Prior to this remarkable discovery, the earliest known forest was a 386-million-year-old forest found in New York State. This new forest, which was found in sandstone cliffs close to Minehead’s famous Butlin’s holiday camp and extends down into the neighbouring county of Devon, is made up of fossilised Calamophyton trees, which scientists say resemble palm trees at first sight. However, they were far less sophisticated and were more of a prototype of the sort of trees we are more familiar with today. Differences between these ancient trees and today include the Calamophyton trees having thin and hollow trunks instead of the solid wood trunks of today’s trees and, more bizarrely, instead of leaves, the branches of the Calamophyton were covered in hundreds of twig-like structures. As these relatively short trees (normally between two and four metres tall) grew, they shed their lower branches, which dropped lots of vegetation litter onto the floor, which in turn supported early forest floor invertebrates.
Dr Christopher Berry, a Senior Lecturer at Cardiff University’s School of Earth and Environmental Sciences who identified the fossils, said: ‘These Calamophyton trees are the oldest fossil trees ever found in Britain and represent an as yet missing part of our vegetational history.’
The newly discovered forest dates to the Devonian Period, between 419 and 358 million years ago, which was a period in which life left the water and started to expand onto land. The reason the period is named after the county of Devon is because of marine rocks emblematic of the period and which were discovered off the Devon coastline. The part of the coastline where the forest was discovered is known as the Hangman Sandstone Formation, and interestingly, during the Devonian Period, this region wasn’t attached to the rest of England but was connected to parts of Belgium and Germany, where similar Devonian fossils have been discovered. It was then shifted along a huge geological fault during the Carboniferous period at a time of crustal compression and faulting when Africa collided with Europe.

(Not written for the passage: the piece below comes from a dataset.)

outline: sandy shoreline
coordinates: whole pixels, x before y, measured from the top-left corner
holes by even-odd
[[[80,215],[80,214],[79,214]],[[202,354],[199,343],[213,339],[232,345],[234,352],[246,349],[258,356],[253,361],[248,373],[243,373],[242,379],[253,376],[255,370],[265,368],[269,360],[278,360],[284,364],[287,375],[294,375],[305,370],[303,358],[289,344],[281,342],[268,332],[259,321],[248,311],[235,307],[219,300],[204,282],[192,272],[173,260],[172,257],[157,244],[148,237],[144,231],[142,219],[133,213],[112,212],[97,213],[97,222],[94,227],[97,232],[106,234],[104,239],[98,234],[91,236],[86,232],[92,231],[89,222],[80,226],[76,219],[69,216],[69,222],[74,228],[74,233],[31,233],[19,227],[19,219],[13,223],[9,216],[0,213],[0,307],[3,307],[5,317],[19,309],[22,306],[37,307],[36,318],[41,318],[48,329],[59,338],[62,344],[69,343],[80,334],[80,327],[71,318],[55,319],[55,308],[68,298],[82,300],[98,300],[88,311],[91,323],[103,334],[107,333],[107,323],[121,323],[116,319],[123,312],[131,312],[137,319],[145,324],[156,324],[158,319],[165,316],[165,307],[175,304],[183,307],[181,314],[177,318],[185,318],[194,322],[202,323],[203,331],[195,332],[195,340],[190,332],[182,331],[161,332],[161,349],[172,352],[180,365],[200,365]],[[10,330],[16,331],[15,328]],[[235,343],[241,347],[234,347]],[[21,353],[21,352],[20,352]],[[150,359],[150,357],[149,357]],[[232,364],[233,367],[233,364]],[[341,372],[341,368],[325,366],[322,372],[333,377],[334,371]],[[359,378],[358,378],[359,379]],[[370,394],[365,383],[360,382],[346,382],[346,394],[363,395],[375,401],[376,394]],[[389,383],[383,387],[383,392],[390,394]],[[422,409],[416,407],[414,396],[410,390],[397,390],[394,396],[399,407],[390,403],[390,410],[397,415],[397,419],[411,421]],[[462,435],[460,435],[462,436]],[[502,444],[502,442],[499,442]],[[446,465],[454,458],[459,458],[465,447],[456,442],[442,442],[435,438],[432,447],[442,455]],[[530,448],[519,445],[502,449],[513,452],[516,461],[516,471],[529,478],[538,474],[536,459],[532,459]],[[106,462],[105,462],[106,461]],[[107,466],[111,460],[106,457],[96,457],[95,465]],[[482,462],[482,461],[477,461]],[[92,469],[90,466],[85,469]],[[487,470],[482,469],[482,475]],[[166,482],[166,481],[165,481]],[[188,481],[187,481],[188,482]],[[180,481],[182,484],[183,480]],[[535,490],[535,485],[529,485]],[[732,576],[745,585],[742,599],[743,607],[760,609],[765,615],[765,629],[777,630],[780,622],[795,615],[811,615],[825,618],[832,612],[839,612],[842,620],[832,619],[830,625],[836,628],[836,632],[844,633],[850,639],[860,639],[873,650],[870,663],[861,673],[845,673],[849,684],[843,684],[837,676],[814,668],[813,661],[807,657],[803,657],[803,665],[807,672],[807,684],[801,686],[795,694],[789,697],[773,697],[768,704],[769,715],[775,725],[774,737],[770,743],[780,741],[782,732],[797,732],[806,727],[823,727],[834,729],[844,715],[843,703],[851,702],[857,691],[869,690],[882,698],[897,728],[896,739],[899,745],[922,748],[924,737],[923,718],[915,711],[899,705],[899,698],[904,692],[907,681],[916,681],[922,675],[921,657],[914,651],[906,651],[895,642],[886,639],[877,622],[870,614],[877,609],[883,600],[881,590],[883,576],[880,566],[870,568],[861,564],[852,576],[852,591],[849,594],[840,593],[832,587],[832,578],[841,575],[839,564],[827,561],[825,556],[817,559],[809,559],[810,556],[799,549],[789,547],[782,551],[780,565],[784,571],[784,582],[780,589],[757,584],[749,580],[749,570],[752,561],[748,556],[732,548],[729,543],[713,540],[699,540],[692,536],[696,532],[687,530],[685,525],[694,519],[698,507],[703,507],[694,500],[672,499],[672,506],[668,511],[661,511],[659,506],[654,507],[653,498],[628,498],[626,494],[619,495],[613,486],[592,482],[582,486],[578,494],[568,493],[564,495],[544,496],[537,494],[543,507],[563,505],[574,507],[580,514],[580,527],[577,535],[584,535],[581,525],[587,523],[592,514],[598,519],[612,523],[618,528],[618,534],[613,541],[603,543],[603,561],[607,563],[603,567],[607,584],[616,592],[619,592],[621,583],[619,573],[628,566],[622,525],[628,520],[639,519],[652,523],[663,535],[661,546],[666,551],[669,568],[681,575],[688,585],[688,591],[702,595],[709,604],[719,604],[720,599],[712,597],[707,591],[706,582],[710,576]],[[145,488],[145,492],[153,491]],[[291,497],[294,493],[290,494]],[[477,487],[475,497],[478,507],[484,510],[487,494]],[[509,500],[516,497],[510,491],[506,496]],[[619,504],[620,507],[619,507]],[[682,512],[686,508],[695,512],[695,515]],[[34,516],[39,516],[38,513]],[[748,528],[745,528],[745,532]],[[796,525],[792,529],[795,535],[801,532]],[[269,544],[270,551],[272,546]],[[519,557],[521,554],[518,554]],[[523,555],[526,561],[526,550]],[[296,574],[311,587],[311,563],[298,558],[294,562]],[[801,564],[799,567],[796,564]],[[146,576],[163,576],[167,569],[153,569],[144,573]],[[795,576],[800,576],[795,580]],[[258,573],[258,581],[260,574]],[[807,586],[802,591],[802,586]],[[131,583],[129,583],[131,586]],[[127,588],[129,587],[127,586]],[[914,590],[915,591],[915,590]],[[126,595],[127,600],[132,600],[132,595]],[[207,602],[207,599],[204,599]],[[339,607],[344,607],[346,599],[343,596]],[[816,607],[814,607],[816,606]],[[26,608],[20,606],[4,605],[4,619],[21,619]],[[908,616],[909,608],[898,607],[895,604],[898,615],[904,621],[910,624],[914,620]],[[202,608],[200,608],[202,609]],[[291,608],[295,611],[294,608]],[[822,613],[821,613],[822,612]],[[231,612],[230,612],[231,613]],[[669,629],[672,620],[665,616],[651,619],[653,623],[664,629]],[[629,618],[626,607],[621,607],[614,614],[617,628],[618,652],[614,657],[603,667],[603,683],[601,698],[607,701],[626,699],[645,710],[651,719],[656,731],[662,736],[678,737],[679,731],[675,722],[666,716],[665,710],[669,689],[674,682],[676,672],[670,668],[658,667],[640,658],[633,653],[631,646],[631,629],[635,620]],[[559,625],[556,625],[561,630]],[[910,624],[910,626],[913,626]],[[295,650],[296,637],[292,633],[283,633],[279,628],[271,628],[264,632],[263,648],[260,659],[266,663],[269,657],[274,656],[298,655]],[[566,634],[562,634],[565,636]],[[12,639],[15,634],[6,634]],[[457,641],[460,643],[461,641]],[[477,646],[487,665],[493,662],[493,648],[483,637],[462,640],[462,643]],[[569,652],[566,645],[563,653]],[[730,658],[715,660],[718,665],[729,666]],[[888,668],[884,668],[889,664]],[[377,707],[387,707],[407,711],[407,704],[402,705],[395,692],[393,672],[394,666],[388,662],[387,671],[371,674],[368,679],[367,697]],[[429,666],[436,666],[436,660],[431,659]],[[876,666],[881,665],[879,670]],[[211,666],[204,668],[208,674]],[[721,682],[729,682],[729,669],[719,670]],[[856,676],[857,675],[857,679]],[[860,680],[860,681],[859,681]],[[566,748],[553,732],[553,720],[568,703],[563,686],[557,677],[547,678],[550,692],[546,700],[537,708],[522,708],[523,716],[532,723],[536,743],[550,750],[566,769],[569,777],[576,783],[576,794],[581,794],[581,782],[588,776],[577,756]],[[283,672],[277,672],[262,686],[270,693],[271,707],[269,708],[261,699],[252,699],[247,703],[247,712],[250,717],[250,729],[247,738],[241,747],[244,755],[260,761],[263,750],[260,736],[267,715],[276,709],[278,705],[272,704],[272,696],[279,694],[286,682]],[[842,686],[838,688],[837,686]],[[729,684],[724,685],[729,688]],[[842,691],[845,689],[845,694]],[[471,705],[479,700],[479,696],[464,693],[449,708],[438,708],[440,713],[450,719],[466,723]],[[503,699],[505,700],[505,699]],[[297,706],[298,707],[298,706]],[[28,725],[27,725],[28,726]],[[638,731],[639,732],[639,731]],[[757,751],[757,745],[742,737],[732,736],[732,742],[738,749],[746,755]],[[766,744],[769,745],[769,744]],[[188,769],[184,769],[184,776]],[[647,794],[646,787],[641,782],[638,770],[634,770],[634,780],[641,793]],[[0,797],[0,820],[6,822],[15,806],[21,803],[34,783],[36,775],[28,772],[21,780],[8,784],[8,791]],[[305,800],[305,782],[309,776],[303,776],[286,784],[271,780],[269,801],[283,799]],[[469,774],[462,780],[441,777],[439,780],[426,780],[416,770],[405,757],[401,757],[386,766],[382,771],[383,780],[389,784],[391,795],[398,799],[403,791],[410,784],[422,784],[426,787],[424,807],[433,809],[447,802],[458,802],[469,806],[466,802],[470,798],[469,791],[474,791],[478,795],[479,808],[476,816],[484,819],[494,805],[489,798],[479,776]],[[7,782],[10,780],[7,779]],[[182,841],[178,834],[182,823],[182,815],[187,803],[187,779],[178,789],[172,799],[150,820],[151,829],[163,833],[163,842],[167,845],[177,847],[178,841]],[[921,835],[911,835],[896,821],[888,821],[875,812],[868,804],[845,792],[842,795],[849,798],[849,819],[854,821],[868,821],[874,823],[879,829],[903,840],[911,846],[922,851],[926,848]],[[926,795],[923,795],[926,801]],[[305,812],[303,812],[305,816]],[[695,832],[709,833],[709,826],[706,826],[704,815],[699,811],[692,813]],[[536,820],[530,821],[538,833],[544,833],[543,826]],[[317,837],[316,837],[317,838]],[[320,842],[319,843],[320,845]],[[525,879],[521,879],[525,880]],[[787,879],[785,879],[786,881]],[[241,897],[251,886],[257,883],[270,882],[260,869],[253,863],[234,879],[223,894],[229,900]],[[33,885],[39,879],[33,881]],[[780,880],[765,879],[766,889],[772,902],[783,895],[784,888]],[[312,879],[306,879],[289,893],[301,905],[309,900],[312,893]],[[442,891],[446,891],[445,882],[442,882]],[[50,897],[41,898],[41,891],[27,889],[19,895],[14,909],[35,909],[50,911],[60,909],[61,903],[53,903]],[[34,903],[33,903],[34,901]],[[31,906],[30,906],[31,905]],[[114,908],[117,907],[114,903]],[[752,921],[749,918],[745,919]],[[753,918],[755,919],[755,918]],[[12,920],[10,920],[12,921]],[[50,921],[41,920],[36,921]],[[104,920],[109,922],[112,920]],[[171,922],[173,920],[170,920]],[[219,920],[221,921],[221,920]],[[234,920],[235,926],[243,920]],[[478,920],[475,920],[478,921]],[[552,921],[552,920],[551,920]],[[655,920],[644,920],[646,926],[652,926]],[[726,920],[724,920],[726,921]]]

The study’s first author, Professor Neil Davies of Cambridge University’s Department of Earth Sciences, said: ‘The Devonian period fundamentally changed life on Earth. It also changed how water and land interacted with each other, since trees and other plants helped stabilise sediment through their root systems, but little is known about the very earliest forests. The evidence contained in these fossils preserves a key stage in Earth’s development, when rivers started to operate in a fundamentally different way than they had before, becoming the great erosive force they are today.’